O STF recebeu neste mês um inquérito da PF que investiga supostas ameaças e perseguição envolvendo o empresário Nelson Tanure, investigado no caso Master. O pedido partiu de Vladimir Timerman, gestor da Esh Capital, que acusa Tanure de ser dono oculto do Master.
A 4ª Vara Criminal Federal de São Paulo enviou o inquérito ao STF no dia 17. Timerman já havia prestado depoimento à CPI do Crime Organizado, afirmando que sofre ameaças ligadas ao que chama de Turma de Vorcaro. A PF relaciona as ações à atuação do grupo, citado em investigações.
Tanure nega qualquer relação societária com o Master e contesta a credibilidade de Timerman. O empresário afirma que nunca foi sócio, controlador ou beneficiário do Master e que as acusações do gestor são infundadas. O STF pode consolidar o inquérito aos já existentes sobre Vorcaro.

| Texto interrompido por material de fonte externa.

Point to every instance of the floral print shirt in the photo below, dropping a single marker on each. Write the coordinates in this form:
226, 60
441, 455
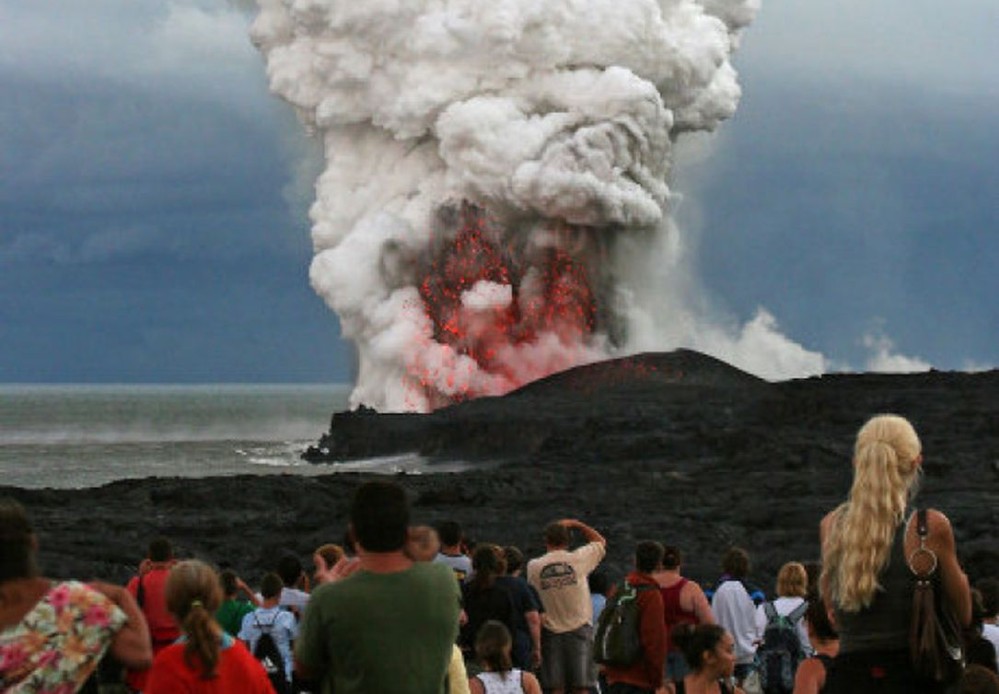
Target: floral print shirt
59, 643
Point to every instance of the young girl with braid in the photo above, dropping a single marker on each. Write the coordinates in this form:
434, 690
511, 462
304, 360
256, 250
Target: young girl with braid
206, 659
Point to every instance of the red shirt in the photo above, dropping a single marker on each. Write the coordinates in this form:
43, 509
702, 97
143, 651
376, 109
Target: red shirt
674, 613
162, 627
237, 672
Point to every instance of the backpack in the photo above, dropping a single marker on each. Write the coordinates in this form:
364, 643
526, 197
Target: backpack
618, 641
269, 655
780, 652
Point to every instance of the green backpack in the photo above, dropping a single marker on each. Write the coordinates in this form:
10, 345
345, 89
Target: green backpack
618, 639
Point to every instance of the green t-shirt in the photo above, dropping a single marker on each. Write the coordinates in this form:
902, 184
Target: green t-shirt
230, 615
382, 633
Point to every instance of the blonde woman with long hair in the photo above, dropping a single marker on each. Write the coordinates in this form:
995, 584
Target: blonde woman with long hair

Timerman sustenta que as ameaças guardam semelhança com o modus operandi da Turma de Vorcaro, que envolve intimidação, ataques a reputações e hackeamento de sistemas públicos. A PF já descreveu o grupo como uma organização que atuava para silenciar adversários.
O inquérito aberto em 2024, após denúncias de Timerman, seguiu sem desfecho até receber instruções do juiz da 4ª Vara. O pedido de subida ao STF foi apresentado por Timerman, que afirma haver vínculos entre os relatos e as práticas investigadas no caso Master.
Caso o ministro André Mendonça mantenha o inquérito no STF, ele poderá se somar aos demais processos que apuram fraudes ligadas ao Master, ao BRB e a operações de mercado manipuladas, além de denúncias de uso de influenciadores para pressionar autoridades.
Defesa de Tanure afirma que Timerman faz ilações sem credibilidade, destacando que o empresário tem histórico de condenações judiciais. A defesa ressalta que Tanure nunca foi sócio ou beneficiário do Master e que as relações com a instituição eram comerciais, não de controle.
A defesa de Timerman confirmou a existência da investigação e disse que respeitará o sigilo dos autos, sem comentar detalhes. O escritório acrescentou que Timerman não possuía condenações anteriores às denúncias feitas, destacando a continuidade da apuração.